Ich weiß nicht genau was er meint und sehe ihn verständnislos an.
„Wann kommen die Beiden denn?“ nun schaut mich Jo fragend an und reißt mich aus meinen Gedanken.
„Mark?! Kannst du sie am 5. Mai um 14:20 Uhr vom Flughafen abholen?“ ich sehe zu ihm und er nickt.
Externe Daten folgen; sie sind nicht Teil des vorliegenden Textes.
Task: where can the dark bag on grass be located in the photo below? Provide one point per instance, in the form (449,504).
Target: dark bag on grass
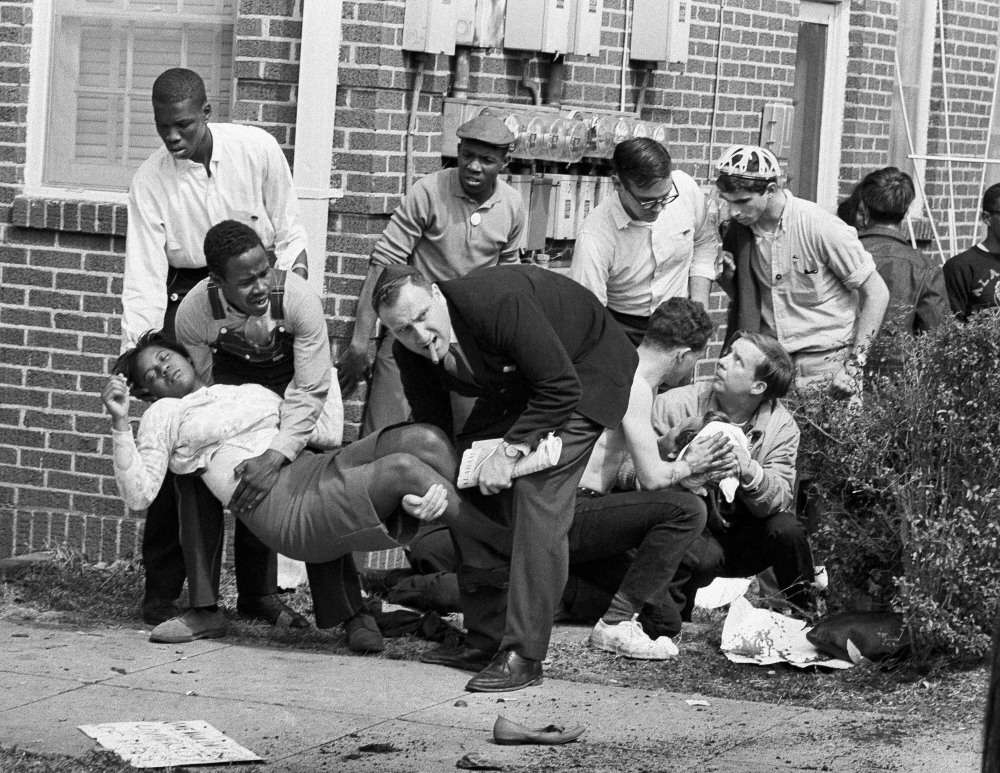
(876,635)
Unruhig über das, was mich bei Keela und James Besuch erwartet, gehe ich spät Abends, nachdem ich mir versucht habe alle Lateinbegriffe in den Kopf zu zwängen, schlafen.
In den nächsten beiden Wochen komme ich nicht wirklich viel zum nachdenken, ich schaffe meine Prüfungen alle auf Anhieb und meine Doktorarbeit wird geprüft, die Ergebnisse werde ich erst Mitte August bekommen, aber ich bin eine richtige Ärztin.
So weit, so gut…
Mark gibt ein großes Fest um mich zu feiern und ich genieße den Tag in vollen Zügen. Alle sind so stolz auf mich und es tut mir gut die Anerkennung zu bekommen, die ich ihrer Meinung nach verdient habe.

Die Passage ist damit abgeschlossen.